Tell us a little about yourself:

I will graduate from the MDE program with my MSN in August 2018 and will graduate with a DNP in May of 2021. I am originally from Houston, Texas, and moved to the northeast six years ago. I worked as a Licensed Practical Nurse (LPN) for 11 years in women’s health and pediatric home health. 

After a divorce, as a single mother to an infant, I went back to school to finish my bachelor’s degree, and then on to graduate school at Columbia where I earned my master’s in health administration in May 2017. I’m now re-married, and my daughter is six years old.

What was going through your head when you saw the car crash onto the sidewalk?

After I realized that I was unharmed, I was concerned for the people who were potentially injured. I just wanted to make sure that they were taken care of as quickly as possible. 

What did you learn from this situation?

I learned that I am capable of jumping into an unexpected emergency like this without hesitation. 

How did your education here at Columbia Nursing play a part in how you reacted?

Columbia Nursing has emphasized critical thinking and immediate assessment of the patient and environment. I was able to use these skills to quickly adapt to the situation and act with confidence.

In addition, the simulation lab is a really amazing opportunity offered by Columbia Nursing. As students we get to experience hospital scenarios with life-like manikins to practice our skills and challenge our abilities. I’m certain that it helped me have confidence in myself, knowing that I can jump into a situation and use the skills that I’ve learned at Columbia Nursing.

What advice would you give to fellow students should they find themselves in a similar situation?

I think it’s important to assess safety for yourself first; you’re not going to be able to help anyone if it’s not safe for you. I didn’t provide any real life-saving measures, but I was able to use my basic skills and--probably more importantly—my compassion. I would advise others not to underestimate themselves.
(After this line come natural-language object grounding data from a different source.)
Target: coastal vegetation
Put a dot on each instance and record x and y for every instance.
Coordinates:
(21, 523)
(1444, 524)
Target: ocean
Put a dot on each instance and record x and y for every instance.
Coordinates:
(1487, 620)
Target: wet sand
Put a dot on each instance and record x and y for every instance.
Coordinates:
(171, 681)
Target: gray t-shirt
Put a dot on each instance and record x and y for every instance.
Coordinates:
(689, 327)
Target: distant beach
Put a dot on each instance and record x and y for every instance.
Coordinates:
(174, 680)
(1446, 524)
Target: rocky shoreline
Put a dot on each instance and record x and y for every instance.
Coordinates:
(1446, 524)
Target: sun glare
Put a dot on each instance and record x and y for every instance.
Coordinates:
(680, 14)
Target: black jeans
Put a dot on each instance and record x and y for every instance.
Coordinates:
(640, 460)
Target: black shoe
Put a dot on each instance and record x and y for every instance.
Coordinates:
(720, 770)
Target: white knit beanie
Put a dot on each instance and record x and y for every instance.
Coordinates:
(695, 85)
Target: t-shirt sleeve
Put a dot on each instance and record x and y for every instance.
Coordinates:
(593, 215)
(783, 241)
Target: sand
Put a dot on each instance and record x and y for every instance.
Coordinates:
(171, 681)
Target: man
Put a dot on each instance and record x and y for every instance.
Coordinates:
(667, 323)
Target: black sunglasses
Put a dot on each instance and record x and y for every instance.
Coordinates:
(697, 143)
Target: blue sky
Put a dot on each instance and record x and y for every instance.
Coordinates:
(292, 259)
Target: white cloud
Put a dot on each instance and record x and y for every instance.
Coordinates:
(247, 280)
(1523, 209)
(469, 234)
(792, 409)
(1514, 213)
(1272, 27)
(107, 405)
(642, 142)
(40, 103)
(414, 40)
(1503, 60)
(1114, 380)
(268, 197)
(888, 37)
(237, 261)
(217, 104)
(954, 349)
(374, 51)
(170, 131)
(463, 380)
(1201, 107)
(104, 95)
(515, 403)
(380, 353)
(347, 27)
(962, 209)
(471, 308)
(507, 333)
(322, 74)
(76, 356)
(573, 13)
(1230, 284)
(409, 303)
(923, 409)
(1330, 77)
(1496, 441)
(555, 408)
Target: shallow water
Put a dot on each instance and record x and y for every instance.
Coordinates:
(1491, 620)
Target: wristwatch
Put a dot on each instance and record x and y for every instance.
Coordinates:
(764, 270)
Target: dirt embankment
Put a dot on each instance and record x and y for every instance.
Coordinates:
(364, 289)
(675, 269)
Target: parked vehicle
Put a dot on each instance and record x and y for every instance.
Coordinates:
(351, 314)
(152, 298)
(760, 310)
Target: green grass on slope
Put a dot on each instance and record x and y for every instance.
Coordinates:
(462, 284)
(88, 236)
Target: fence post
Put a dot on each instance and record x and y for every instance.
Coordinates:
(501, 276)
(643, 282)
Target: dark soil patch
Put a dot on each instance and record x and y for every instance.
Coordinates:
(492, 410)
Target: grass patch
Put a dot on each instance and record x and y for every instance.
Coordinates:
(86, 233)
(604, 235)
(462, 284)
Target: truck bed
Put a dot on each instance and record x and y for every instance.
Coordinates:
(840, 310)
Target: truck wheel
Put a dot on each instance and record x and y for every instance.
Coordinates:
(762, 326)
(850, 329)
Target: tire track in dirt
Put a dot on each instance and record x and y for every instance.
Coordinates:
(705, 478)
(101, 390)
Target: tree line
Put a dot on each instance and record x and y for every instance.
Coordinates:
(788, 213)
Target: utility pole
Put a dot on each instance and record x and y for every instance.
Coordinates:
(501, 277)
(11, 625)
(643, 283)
Always give what you can to the people around you who need help.

How does this incident impact your thoughts about becoming a nurse?

I’m glad that I can be “there” for people. I want to be a nurse to help people on a holistic level. I feel like I didn’t actually do much for the people in the accident, but it made a difference to the victims that I was there, and I think that is such an important part of health care and healing.

Is there anything else you’d like to add?               

I don’t think I’ve done anything any different than what any of my peers would have done, but it is nice to be recognized for it.